Integrated Circuit devices such as DRAM (Dynamic Random Access Memory) and Flash (electrically erasable/programmable non-volatile memory) typically require for operation a number of voltages for separate operations including storing, reading, and erasing data. These voltages are internally generated by using an externally supplied voltage source often referred to as Vdd.
A conventional DRAM device may have a Vpp supply for providing a high voltage for driving a wordline above the Vdd level stored in a memory cell, a Vdd/2 supply for driving the cell plate to a mid-rail potential, and a Vbb supply for providing a negative back bias potential to the memory cell substrate.
A conventional NAND Flash device may have pump circuits for generating Vpass for application to unselected wordlines in a selected block during page read operations, Vpgm for applying to selected wordlines in page program operations, and Vers for applying to wordlines in a selected block during block erase operations.
These internal voltage supply circuits occupy significant chip area and increase the die size and cost, this is particularly the case if capacitive pump circuits are used which require large pump and reservoir capacitors. The voltage supply circuits may also limit performance. For example, in a NAND Flash device the Vpgm voltage must be pulsed and applied repeatedly to a wordline in alternation with verify read operations. The time that it takes to charge the wordline adds overhead to each program/verify read cycle and can extend the program time parameter tPROG which is a critical factor in NAND Flash performance.
In some integrated circuit devices, for example LPDDR2 (Low-Power Double Data Rate 2) DRAM as described in JEDEC (Joint Electron Device Engineering Council) specification JESD209-2B, the number of banks that can be activated within a given time window depends of tFAW (Four bank Activate Window) which is specified as 50 ns for the higher speed grades.
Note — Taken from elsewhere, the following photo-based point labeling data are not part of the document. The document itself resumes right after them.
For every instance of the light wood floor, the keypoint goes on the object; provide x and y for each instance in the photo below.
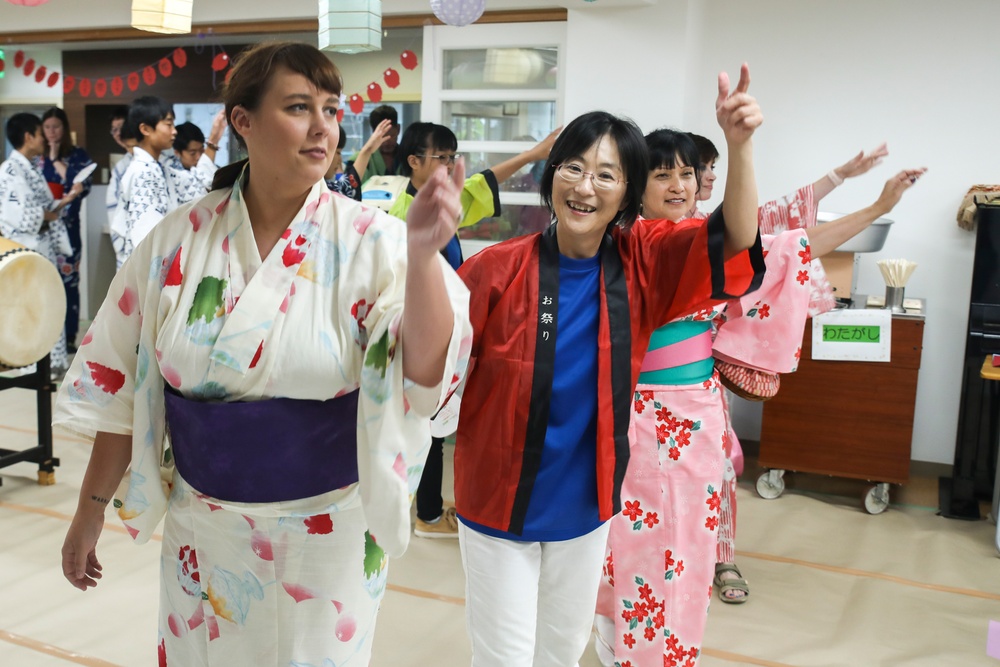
(831, 585)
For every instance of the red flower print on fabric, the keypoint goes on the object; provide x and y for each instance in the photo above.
(107, 379)
(714, 502)
(174, 274)
(293, 253)
(320, 524)
(128, 301)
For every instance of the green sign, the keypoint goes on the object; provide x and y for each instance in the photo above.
(851, 333)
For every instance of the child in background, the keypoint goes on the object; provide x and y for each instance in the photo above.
(144, 197)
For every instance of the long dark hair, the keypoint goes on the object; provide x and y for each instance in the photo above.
(66, 143)
(582, 133)
(251, 75)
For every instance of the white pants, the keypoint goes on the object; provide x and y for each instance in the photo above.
(530, 603)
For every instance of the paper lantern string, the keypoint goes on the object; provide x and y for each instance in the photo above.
(116, 83)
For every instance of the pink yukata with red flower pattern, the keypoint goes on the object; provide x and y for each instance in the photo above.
(680, 438)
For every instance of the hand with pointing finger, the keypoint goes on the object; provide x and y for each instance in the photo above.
(737, 111)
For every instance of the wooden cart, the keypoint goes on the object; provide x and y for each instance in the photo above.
(845, 418)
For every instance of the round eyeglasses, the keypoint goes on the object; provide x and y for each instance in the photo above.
(574, 173)
(443, 159)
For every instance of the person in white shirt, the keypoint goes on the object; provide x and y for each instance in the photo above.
(28, 213)
(191, 167)
(145, 196)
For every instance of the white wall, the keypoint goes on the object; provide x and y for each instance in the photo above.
(833, 78)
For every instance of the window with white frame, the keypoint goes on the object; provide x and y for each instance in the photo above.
(499, 88)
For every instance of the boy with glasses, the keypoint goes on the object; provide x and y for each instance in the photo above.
(424, 147)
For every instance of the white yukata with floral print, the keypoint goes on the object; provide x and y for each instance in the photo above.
(294, 583)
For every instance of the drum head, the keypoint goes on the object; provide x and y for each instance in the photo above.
(32, 305)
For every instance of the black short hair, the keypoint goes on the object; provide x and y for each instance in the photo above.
(19, 125)
(383, 112)
(707, 151)
(585, 131)
(186, 133)
(667, 146)
(420, 137)
(147, 110)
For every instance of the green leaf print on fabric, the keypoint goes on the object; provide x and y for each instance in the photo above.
(374, 557)
(208, 301)
(377, 357)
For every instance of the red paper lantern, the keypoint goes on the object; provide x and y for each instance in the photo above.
(220, 62)
(356, 102)
(408, 59)
(180, 57)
Although commands to activate all 8 banks could be issued to the device within this period of time, the tFAW restriction limits the current drive requirements on the internal Vpp generator, and perhaps other internal voltage generators as well, by forcing the user to activate a maximum of four banks in the rolling tFAW window. This restriction allows a size of the Vpp generator to be reduced from that required for unrestricted bank activation, thereby saving die area and cost.
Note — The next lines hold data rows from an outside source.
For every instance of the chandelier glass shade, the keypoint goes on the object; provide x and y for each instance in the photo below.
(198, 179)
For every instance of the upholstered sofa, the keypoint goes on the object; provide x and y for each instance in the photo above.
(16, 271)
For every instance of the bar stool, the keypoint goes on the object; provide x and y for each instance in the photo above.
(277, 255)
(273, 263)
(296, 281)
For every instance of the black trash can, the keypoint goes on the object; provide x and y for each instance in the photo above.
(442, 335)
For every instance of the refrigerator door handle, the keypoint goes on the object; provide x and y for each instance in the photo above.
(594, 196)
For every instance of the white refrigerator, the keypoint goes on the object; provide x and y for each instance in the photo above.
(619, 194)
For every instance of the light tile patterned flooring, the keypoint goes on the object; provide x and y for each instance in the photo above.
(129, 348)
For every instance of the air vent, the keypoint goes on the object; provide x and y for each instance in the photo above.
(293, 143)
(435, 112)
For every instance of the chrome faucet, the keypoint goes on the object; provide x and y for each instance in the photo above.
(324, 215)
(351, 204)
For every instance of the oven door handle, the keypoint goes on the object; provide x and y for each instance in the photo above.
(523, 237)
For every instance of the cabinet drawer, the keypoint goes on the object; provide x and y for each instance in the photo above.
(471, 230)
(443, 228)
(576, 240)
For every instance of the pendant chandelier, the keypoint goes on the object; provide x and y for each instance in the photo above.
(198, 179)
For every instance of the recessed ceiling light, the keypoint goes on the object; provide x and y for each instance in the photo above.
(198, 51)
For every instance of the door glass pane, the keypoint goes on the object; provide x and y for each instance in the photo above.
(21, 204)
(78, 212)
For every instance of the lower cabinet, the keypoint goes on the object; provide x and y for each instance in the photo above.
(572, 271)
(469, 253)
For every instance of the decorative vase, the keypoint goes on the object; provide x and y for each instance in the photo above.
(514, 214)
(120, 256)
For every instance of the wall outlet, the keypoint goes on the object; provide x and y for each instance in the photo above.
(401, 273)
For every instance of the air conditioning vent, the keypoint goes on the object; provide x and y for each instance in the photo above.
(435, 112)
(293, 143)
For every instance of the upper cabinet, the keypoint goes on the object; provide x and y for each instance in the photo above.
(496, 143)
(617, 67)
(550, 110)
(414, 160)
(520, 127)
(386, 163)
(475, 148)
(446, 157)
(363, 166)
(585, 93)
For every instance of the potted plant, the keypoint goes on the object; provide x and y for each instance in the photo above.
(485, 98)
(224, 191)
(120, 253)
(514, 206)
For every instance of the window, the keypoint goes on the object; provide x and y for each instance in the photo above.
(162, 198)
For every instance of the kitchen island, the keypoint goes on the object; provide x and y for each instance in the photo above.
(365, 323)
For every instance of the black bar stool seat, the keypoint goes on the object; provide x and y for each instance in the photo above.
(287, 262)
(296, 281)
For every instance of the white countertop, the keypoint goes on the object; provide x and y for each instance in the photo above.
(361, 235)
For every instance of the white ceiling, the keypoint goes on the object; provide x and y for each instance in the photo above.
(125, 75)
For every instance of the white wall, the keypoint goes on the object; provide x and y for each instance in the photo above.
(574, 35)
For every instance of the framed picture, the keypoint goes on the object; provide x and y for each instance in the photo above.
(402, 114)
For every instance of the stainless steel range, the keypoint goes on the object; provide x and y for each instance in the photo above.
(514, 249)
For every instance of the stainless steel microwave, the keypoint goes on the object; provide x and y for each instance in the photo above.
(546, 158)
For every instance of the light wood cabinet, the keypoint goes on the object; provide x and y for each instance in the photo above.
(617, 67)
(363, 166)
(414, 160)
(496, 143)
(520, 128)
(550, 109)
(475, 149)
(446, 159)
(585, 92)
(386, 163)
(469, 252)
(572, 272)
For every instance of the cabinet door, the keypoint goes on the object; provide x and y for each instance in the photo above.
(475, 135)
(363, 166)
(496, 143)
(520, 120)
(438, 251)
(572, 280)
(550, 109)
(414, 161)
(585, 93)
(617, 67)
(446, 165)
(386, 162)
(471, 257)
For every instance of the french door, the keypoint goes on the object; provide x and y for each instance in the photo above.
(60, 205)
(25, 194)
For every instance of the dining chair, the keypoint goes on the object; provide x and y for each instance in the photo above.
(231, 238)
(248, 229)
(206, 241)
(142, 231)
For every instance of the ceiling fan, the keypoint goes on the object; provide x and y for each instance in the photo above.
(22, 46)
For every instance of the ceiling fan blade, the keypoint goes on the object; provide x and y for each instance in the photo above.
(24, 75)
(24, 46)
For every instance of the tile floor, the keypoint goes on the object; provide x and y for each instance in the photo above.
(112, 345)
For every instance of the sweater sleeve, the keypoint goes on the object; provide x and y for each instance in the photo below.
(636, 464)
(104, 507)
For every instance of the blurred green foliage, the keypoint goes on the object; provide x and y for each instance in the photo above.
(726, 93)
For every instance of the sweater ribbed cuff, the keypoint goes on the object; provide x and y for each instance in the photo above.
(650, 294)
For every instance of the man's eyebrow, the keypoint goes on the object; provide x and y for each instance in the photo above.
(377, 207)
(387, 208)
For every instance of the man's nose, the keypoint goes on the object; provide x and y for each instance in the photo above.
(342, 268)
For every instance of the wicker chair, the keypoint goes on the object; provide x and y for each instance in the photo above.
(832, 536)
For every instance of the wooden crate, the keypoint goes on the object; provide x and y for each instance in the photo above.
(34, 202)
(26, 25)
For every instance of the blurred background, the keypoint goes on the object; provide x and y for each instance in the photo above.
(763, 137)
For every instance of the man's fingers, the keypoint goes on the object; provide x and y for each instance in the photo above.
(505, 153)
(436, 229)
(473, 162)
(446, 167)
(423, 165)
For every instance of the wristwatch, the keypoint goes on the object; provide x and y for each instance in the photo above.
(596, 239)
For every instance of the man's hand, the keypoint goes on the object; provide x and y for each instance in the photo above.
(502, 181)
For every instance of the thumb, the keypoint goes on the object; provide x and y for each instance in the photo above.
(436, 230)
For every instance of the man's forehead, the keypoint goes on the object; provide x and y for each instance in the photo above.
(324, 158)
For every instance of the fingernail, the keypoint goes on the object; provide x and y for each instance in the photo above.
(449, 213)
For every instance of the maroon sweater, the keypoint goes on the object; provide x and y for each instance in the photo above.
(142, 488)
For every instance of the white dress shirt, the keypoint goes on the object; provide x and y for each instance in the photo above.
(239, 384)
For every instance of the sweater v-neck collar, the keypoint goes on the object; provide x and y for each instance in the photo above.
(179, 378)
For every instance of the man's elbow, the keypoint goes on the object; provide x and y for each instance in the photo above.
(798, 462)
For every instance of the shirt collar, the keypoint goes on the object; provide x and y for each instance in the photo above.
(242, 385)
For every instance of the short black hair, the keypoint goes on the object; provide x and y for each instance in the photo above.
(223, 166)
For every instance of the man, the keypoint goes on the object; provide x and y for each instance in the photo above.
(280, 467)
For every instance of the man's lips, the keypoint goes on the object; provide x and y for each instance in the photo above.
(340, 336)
When a number of memory devices are combined to provide a larger memory subsystem, they are often connected to a common shared bus. In this case there may not be sufficient command bandwidth to exercise all devices to their maximum capabilities. For example, in the case of eight LPDDR2 DRAM devices connected to a shared command bus operating at 400 MHz, it is impossible to issue four bank activate commands to each device within a 50 ns tFAW window. One command requires two edges of the clock or 2.5 ns. Therefore at least some of the devices will not be fully utilizing the capabilities of their internal Vpp generators. It is not practical for DRAM manufacturers to offer different variants of memory products with a range of internal voltage generator drive capabilities and optimized die size. Memory product manufacturers rely on high volume of standardized product to drive costs down.